Earlier this year, I listened to a Triple J segment on mental health. The biggest challenge young people cite (at work) is a lack of senior management education. Their perspective was that stigma is very real, but it isn’t universal. It’s skewed with the older demographic.  In the 2018 Advertising Industry study, the perceived stigma grew with ‘maturity’ too. Of those aged 17-24, 26 per cent felt an individual with mental health issues would be poorly treated (at work). That number rose to a staggering 48 per cent for those aged 45-54.   

Seems not only are we less comfortable with others mental health. We’re less comfortable with our own.  Which is why I’m talking to you. You, the 40+ executive, that grew up in an environment (as I did), where mental health wasn’t a topic for the office. 20 years ago when I tried the honest approach, support was nonexistent.
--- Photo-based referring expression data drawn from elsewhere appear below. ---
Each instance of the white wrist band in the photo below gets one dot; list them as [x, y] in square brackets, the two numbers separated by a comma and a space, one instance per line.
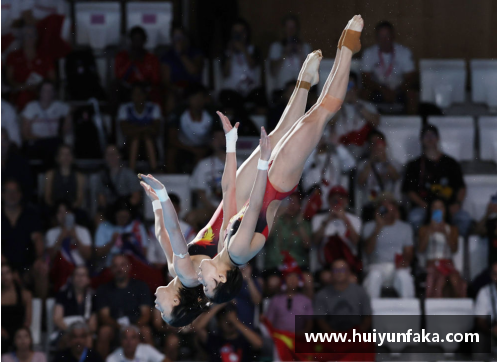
[156, 205]
[262, 165]
[231, 138]
[162, 194]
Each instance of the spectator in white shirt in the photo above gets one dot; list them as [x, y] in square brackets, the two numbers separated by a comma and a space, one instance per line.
[287, 55]
[388, 70]
[41, 121]
[335, 233]
[388, 244]
[132, 350]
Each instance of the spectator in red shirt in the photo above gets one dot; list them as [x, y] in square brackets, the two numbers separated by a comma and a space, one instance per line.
[27, 68]
[137, 65]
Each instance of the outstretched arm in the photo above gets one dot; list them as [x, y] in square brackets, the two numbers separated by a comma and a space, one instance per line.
[228, 182]
[244, 248]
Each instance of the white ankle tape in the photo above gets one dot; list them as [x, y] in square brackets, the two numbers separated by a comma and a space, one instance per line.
[231, 138]
[156, 205]
[262, 165]
[162, 194]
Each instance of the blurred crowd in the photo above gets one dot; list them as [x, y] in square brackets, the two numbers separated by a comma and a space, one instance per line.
[102, 264]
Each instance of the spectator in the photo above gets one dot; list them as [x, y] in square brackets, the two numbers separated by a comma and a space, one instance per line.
[388, 70]
[140, 124]
[155, 254]
[284, 307]
[389, 249]
[22, 239]
[75, 303]
[190, 131]
[15, 166]
[132, 350]
[64, 182]
[377, 174]
[23, 348]
[240, 69]
[79, 349]
[439, 240]
[288, 54]
[355, 120]
[231, 340]
[344, 305]
[10, 123]
[181, 66]
[69, 245]
[122, 302]
[123, 233]
[290, 233]
[137, 65]
[486, 306]
[41, 122]
[16, 309]
[336, 233]
[116, 181]
[432, 175]
[26, 68]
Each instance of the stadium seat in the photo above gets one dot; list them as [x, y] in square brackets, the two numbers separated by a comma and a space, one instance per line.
[449, 307]
[177, 184]
[382, 308]
[484, 81]
[402, 135]
[98, 24]
[480, 188]
[154, 17]
[456, 136]
[36, 320]
[488, 138]
[442, 81]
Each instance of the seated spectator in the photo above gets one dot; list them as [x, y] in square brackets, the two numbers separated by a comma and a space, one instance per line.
[140, 125]
[231, 340]
[287, 55]
[323, 170]
[23, 348]
[181, 66]
[42, 121]
[355, 120]
[240, 69]
[344, 305]
[122, 302]
[132, 350]
[22, 239]
[69, 245]
[15, 166]
[137, 65]
[16, 309]
[388, 244]
[439, 240]
[388, 70]
[336, 233]
[26, 68]
[486, 307]
[10, 123]
[290, 234]
[79, 349]
[377, 174]
[155, 254]
[120, 234]
[190, 131]
[432, 175]
[284, 307]
[75, 303]
[117, 181]
[64, 182]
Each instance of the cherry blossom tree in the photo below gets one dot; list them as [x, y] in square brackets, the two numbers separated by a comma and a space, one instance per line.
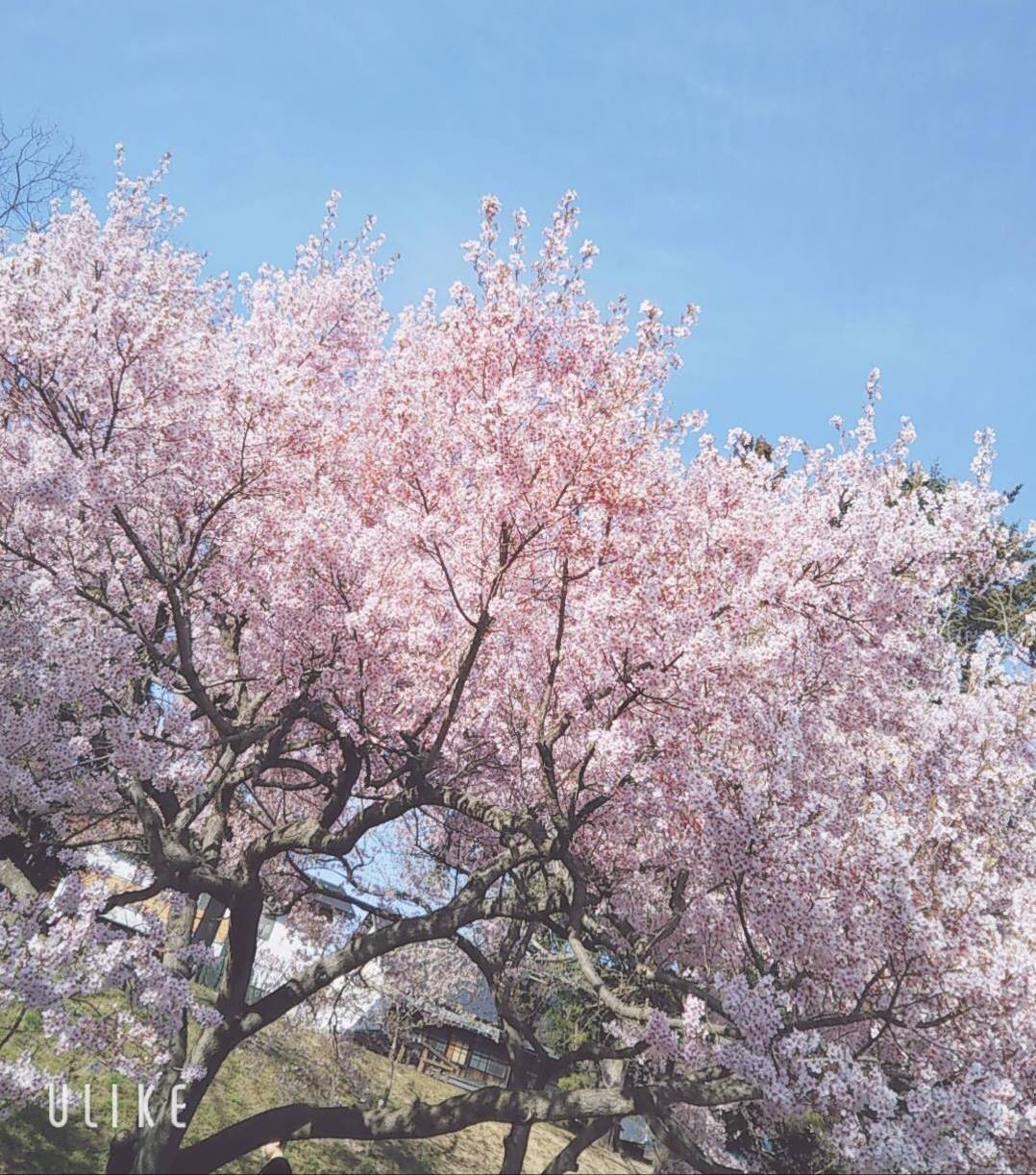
[287, 585]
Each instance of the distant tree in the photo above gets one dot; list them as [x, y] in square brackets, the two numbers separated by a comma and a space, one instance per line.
[37, 164]
[282, 591]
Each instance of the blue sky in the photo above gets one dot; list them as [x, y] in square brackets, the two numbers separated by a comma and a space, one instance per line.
[837, 184]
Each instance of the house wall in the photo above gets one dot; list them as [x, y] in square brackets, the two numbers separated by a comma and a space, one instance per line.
[454, 1052]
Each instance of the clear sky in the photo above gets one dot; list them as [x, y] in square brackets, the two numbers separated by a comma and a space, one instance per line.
[839, 184]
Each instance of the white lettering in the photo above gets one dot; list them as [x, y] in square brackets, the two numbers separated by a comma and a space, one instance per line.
[54, 1121]
[86, 1118]
[142, 1108]
[178, 1104]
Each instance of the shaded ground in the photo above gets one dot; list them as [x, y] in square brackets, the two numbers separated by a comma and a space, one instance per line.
[284, 1065]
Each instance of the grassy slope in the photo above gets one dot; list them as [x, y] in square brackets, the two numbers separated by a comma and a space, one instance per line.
[285, 1065]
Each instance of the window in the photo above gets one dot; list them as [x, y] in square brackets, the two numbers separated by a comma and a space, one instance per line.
[488, 1065]
[456, 1050]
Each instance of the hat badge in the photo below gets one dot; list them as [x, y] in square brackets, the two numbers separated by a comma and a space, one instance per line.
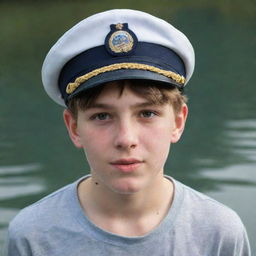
[120, 40]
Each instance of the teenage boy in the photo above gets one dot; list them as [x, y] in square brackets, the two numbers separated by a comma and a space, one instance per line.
[121, 74]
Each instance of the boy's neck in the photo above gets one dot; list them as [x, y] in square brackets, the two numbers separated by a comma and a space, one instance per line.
[130, 215]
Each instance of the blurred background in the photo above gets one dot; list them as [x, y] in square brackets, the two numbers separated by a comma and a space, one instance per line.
[217, 154]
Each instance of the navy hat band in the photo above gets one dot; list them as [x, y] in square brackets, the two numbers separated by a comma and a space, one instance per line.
[96, 61]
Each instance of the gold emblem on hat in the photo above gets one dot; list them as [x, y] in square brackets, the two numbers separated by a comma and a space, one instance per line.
[121, 40]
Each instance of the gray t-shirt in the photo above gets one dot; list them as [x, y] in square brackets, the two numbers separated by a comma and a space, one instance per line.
[195, 225]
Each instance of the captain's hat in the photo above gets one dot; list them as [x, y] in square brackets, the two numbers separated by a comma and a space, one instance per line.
[115, 45]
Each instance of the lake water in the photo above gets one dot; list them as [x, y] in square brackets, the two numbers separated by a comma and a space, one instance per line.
[217, 154]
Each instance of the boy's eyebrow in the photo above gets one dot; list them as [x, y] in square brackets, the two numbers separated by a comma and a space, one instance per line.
[109, 106]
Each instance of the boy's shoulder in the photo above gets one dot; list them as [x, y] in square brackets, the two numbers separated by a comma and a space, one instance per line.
[206, 213]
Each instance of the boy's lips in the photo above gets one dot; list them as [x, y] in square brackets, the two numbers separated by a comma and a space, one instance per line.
[127, 164]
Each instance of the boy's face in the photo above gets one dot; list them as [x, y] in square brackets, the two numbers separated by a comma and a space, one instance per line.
[125, 138]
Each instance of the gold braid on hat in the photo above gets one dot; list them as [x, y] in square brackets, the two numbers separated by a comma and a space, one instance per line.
[71, 87]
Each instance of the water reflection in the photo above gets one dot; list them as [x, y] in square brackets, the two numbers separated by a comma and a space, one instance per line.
[15, 182]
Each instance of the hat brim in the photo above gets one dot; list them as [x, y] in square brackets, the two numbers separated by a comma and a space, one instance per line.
[123, 74]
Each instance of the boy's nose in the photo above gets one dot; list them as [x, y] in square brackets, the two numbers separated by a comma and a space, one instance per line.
[126, 136]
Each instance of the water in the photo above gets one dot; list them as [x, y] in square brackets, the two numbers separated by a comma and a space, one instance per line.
[217, 154]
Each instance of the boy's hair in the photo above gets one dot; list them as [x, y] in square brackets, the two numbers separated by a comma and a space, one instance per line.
[154, 92]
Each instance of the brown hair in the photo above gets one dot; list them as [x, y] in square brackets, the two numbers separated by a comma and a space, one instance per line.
[154, 92]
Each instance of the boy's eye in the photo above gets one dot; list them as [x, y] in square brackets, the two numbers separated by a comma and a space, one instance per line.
[100, 116]
[147, 114]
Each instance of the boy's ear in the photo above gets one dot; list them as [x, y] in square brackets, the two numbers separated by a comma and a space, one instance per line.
[180, 121]
[71, 124]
But that was a long time ago, and things have changed. So we need to change too.  The fact of the matter is, if you want to show your support, YOU actually have to show your support. 

Here’s what that may mean: 

  • Being honest about your own experiences with mental health 
  • Working with HR to deliver and importantly attend training tailored to senior executives 
  • Cascade training, ensuring middle management are equally as informed and empowered 
  • Share your participation with the entire business along with subsequent actions, such as

                 – Develop and publish a company policy that outlines procedures 

                 – If you’re in the ad industry, adopt (and sign) the minimum standards  

                 – Practice what you preach 

Every year one in five Australians aged 16-85 experience a mental illness. Not in their lifetime. Every year.  The top three illnesses are depression, anxiety and addiction.  

Over the course of our lives, personal impact is a given. We’re all different and all the same. Humans with human problems.  So, look after the humans, including yourself. And be that human that leads the way in your workplace.